Se l’interdipendenza, lo scambio e la necessità reciproca sono un presupposto imprescindibile per la pace allo stesso tempo l’autonomia e l’indipendenza energetica lo sono per la libertà e l’autodeterminazione dei popoli.
L’Unione Europea è dipendente da gas, petrolio, carbone provenienti da paesi in cui non esistono diritti umani, contrasto ai cambiamenti climatici, tutela ambientale e diritti del lavoro. Un’eventuale interruzione delle forniture metterebbe in ginocchio l’intero continente, eventualità che ci pone in un rapporto di subalternità e che costituisce il primo ostacolo alla concreta integrazione politica.
Le energie rinnovabili sono l’unica strada possibile e immediatamente attuabile per far uscire l’Europa dal ricatto energetico. Con effetti non solo sul piano ambientale, sociale e politico ma soprattutto in grado di consegnare all’Europa un nuovo ruolo, tra USA e Cina, come guida globale verso un mondo più equo e sostenibile.
Se in via teorica sarebbe sufficiente la produzione di energia solare da fotovoltaico per garantire l’autosufficienza dell’intero continente per quanto concerne l’energia elettrica, occupando una piccolissima porzione dell’Europa meridionale, la vera sfida è riuscire a gestire la discontinuità delle fonti attraverso un eterogeneo mix energetico e l’accumulo del surplus giornaliero e stagionale dell’energia. Se sul primo fronte lo spazio di crescita è ancora estremamente ampio è proprio sullo stoccaggio che si sta concentrando la ricerca. Se l’idrogeno è un vettore energetico in grado di dare risposte importanti a specifici bisogni è evidente per limiti strutturali e proprietà chimico-fisiche che non può essere l’unica, così a sistemi antichi come i bacini di accumulo idrico si aggiungono ricerche innovative come quelle svolte dall’Università di Perugia sui metalli reattivi.
È la natura stessa delle rinnovabili a incentivare un nuovo paradigma di produzione distribuita in maniera diffusa sul territorio, con reti intelligenti in grado di gestire l’energia sviluppando una risposta laddove c’è realmente bisogno. Le comunità energetiche sono l’emblema di questo nuovo paradigma che pone al centro la dimensione territoriale adattandosi alle sue peculiarità ed esigenze.
Una rivoluzione che nasce in Europa dell’iniziativa dell’europarlamentare Dario Tamburrano e che è stata poi calata nella normativa nazionale grazie al Sen.
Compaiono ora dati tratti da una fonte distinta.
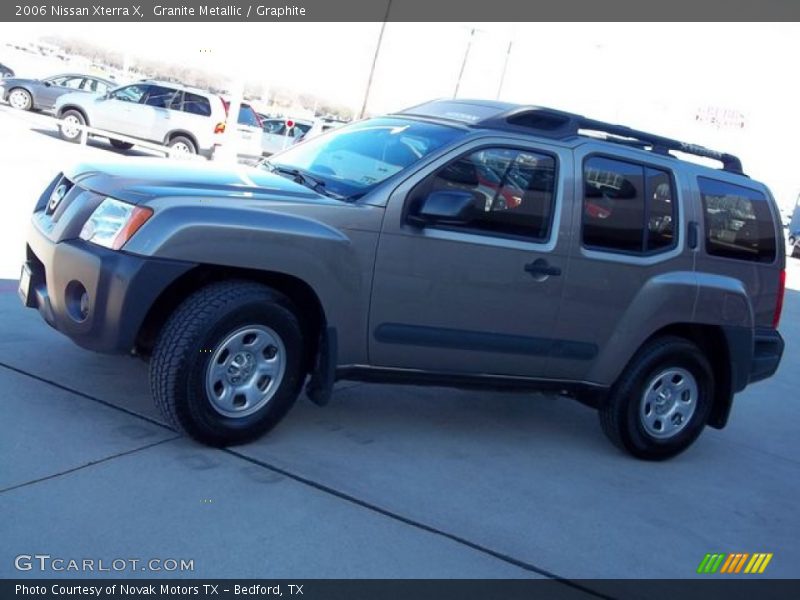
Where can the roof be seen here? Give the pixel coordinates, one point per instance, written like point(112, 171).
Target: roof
point(556, 124)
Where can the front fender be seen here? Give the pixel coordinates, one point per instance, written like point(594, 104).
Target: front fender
point(335, 262)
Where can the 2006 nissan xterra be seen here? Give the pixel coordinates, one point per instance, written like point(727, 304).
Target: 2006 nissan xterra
point(460, 243)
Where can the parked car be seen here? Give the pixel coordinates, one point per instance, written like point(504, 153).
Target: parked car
point(384, 252)
point(281, 133)
point(41, 94)
point(188, 120)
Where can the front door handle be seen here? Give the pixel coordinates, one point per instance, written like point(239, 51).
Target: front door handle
point(541, 269)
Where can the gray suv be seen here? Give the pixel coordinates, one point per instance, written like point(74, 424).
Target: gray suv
point(457, 243)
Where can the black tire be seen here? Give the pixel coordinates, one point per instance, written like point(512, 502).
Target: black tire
point(120, 145)
point(185, 347)
point(20, 98)
point(66, 131)
point(620, 415)
point(182, 144)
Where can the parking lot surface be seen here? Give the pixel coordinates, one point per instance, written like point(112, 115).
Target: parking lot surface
point(387, 481)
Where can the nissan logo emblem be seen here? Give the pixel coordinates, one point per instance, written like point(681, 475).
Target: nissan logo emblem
point(56, 197)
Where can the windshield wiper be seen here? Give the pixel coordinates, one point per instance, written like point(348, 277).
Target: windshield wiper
point(304, 178)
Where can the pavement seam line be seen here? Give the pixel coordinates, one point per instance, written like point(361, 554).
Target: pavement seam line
point(85, 395)
point(318, 486)
point(89, 464)
point(417, 524)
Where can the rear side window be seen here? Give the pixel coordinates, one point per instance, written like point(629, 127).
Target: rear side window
point(162, 97)
point(738, 221)
point(196, 104)
point(627, 207)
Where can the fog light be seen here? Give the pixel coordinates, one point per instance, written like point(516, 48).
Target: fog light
point(77, 301)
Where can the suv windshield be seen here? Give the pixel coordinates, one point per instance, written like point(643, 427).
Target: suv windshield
point(353, 159)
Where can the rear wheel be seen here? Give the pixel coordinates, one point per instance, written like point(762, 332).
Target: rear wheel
point(181, 146)
point(228, 364)
point(120, 145)
point(70, 127)
point(661, 402)
point(20, 99)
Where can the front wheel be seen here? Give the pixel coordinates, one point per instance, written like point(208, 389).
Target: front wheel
point(228, 364)
point(70, 128)
point(181, 146)
point(20, 99)
point(661, 402)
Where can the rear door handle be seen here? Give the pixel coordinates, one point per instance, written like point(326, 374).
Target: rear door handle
point(541, 268)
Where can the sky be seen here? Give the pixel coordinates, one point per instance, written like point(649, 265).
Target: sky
point(652, 76)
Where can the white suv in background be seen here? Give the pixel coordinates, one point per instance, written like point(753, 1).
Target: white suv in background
point(185, 119)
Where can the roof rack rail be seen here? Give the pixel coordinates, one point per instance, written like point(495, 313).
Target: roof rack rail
point(561, 125)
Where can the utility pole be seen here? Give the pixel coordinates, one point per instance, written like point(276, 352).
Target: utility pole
point(374, 61)
point(505, 66)
point(464, 62)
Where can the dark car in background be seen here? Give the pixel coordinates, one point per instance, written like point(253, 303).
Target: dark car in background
point(41, 94)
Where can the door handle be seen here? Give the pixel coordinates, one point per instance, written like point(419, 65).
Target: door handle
point(541, 269)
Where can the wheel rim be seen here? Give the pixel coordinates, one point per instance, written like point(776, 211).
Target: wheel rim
point(18, 99)
point(669, 403)
point(71, 126)
point(245, 371)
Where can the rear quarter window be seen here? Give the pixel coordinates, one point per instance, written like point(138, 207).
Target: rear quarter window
point(738, 221)
point(247, 116)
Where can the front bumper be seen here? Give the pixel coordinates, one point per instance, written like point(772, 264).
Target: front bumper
point(120, 288)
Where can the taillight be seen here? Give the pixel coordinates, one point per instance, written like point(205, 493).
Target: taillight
point(776, 317)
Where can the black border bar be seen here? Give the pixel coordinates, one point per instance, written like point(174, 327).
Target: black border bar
point(711, 588)
point(398, 10)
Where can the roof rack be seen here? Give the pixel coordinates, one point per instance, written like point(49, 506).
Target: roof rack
point(561, 125)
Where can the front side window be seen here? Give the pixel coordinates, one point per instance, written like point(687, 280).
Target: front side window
point(196, 104)
point(512, 191)
point(73, 83)
point(247, 116)
point(627, 207)
point(738, 221)
point(130, 93)
point(353, 159)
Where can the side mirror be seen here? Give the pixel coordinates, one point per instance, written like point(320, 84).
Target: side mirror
point(450, 207)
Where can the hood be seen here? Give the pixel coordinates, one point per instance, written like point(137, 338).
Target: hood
point(139, 180)
point(10, 81)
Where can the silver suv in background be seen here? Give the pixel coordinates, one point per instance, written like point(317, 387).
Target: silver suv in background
point(187, 120)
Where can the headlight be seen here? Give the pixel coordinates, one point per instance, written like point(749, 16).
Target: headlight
point(113, 223)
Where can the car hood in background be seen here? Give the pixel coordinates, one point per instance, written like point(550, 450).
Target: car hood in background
point(141, 179)
point(11, 81)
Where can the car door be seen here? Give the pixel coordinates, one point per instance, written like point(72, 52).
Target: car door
point(157, 112)
point(52, 88)
point(120, 111)
point(479, 294)
point(630, 270)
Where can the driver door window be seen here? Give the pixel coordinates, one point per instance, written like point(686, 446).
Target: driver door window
point(513, 192)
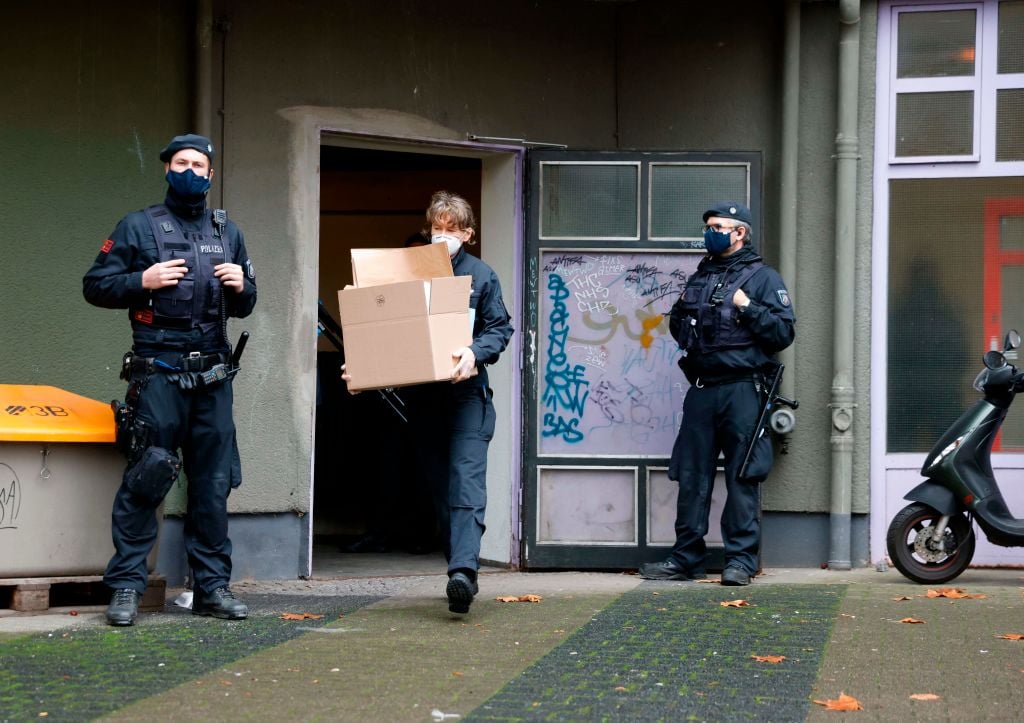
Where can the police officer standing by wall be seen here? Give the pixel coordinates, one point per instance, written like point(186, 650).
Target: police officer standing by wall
point(180, 269)
point(452, 423)
point(733, 315)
Pietro Girotto del M5S.
Per questo la politica regionale deve eliminare ogni ostacolo inutile che impedisce l’installazione di impianti di energia rinnovabile, intervenire nel potenziamento e nell’ammodernamento delle infrastutture pubbliche come le reti elettriche e liberalizzandone l’accesso e incentivare l’aggregazione in una logica di comunità in cui dalle industrie energivore, agli ospedali fino ad arrivare alla casa unifamiliare si riesca a garantire continuità dell’approvvigionamento energetico.
Se chi controlla le risorse e i mezzi per produrre energia ha in mano il potere di determinare le scelte globali allora le comunità energetiche sono sinonimo di democrazia energetica.
Produrre energia e condividerla riducendo al minimo le inefficienze del sistema e distribuendo il potere in mano a cittadini e imprese, liberando l’economia e le potenzialità di sviluppo di un territorio.